Cuando el arte lo ha probado ya casi todo con el espacio, se pone énfasis en el tiempo. Con respecto al tiempo, la fotografía mantiene un especial maridaje. Un antiguo conservador del Beaubourg, Pierre de Fenoyl, decía que, por encima de todo, el acto fotográfico representaba un combate con el tiempo, y el poeta Vicenç Altaió ha radicalizado esta idea afirmando que, en nuestra época, ya no son los relojes los instrumentos que marcan el tiempo, sino las cámaras. Vivimos bajo la tiranía de lo urgente; la velocidad y las prisas son consustanciales a nuestra sociedad moderna. El tiempo ha devenido no solo una dimensión vivencial, sino también nuestra más preciada moneda: en la vida, lo único que hacemos es comerciar con nuestro tiempo. El gesto fotográfico primordial, pues, adquiere un valor simbólico: detener el tiempo, perpetuar la vida. Incluso el propio proceso de la fotografía documental obliga a replantear el valor y el uso del tiempo: la metáfora del pescador que espera paciente resulta elocuente. Por ejemplo, se ha desarrollado una noción de cultura del viaje que en realidad se trata de una cultura del desplazamiento. En realidad, ya no viajamos; simplemente nos trasladamos: solo importa el origen y el destino, e intentamos acortar al máximo el lapso entre ambos. Queda, entonces, la posición testimonial del fotógrafo de reportaje, atento no solo a los extremos, sino a cada punto de ese intervalo.

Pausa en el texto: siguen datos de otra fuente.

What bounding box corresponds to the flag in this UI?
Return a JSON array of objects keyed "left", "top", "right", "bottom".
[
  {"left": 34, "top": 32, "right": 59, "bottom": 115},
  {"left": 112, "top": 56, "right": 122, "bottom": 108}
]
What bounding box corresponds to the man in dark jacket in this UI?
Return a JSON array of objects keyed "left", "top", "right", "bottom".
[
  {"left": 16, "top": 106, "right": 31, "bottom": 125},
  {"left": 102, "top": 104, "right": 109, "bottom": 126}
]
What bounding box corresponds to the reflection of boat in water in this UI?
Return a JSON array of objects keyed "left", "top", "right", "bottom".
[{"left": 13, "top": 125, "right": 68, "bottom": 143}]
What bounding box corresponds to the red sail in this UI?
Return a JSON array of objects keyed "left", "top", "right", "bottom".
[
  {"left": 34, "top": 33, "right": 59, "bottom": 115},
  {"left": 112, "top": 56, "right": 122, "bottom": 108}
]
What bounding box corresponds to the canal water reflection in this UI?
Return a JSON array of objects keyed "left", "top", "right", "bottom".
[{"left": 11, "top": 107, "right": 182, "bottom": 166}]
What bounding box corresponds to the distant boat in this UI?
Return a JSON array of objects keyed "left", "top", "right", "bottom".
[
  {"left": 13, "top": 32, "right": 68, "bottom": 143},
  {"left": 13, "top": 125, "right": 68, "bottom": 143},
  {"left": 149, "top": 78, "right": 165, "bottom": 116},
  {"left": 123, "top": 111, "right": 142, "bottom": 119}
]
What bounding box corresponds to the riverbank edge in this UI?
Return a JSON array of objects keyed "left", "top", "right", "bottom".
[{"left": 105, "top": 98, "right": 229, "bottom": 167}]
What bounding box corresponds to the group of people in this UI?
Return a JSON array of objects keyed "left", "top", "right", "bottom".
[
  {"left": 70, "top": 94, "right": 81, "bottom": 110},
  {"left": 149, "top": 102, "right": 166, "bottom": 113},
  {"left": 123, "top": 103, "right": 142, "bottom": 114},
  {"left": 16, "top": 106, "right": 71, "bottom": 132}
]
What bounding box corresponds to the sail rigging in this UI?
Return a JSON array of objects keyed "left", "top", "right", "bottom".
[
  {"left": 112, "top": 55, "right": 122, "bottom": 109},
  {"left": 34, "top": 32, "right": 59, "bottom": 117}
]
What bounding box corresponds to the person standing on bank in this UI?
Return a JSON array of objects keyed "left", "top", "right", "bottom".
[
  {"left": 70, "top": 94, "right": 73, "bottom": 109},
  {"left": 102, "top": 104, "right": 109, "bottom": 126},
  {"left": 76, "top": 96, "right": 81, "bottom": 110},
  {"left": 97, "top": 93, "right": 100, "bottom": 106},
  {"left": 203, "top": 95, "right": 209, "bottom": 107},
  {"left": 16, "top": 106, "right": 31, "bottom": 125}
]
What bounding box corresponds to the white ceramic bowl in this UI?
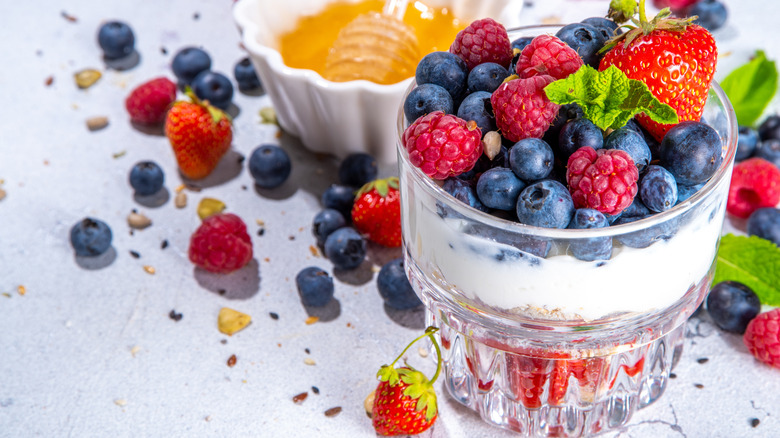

La mirada evidencia la distancia entre el yo y los otros, y la fotografía no hace sino certificar esa distancia mientras construye una memoria. Fotografiamos para evitar el olvido y moldear la mitología de un cierto pasado. Si a la fotografía documental habría que reconocerle alguna función esencial, ésta consistiría simplemente en impedir que se disipara la memoria, que estableciera un legado gráfico de impredecible valor (sociológico, antropológico, político, etc.): imágenes que más adelante permitieran interpretar y saber.
Tal vez la fotografía documental haya explorado ya todo su vocabulario estético. Ahora lo importante será (mejor dicho: seguirá siendo) cómo los fotógrafos lo emplean. Porque, al margen del acerbo lingüístico, nos están hablando de lo mismo que tantos artistas de vanguardia.
Publicado en: LÁPIZ Revista Internacional de Arte, año IX (nº 72), noviembre de 1990, pp. 22-23.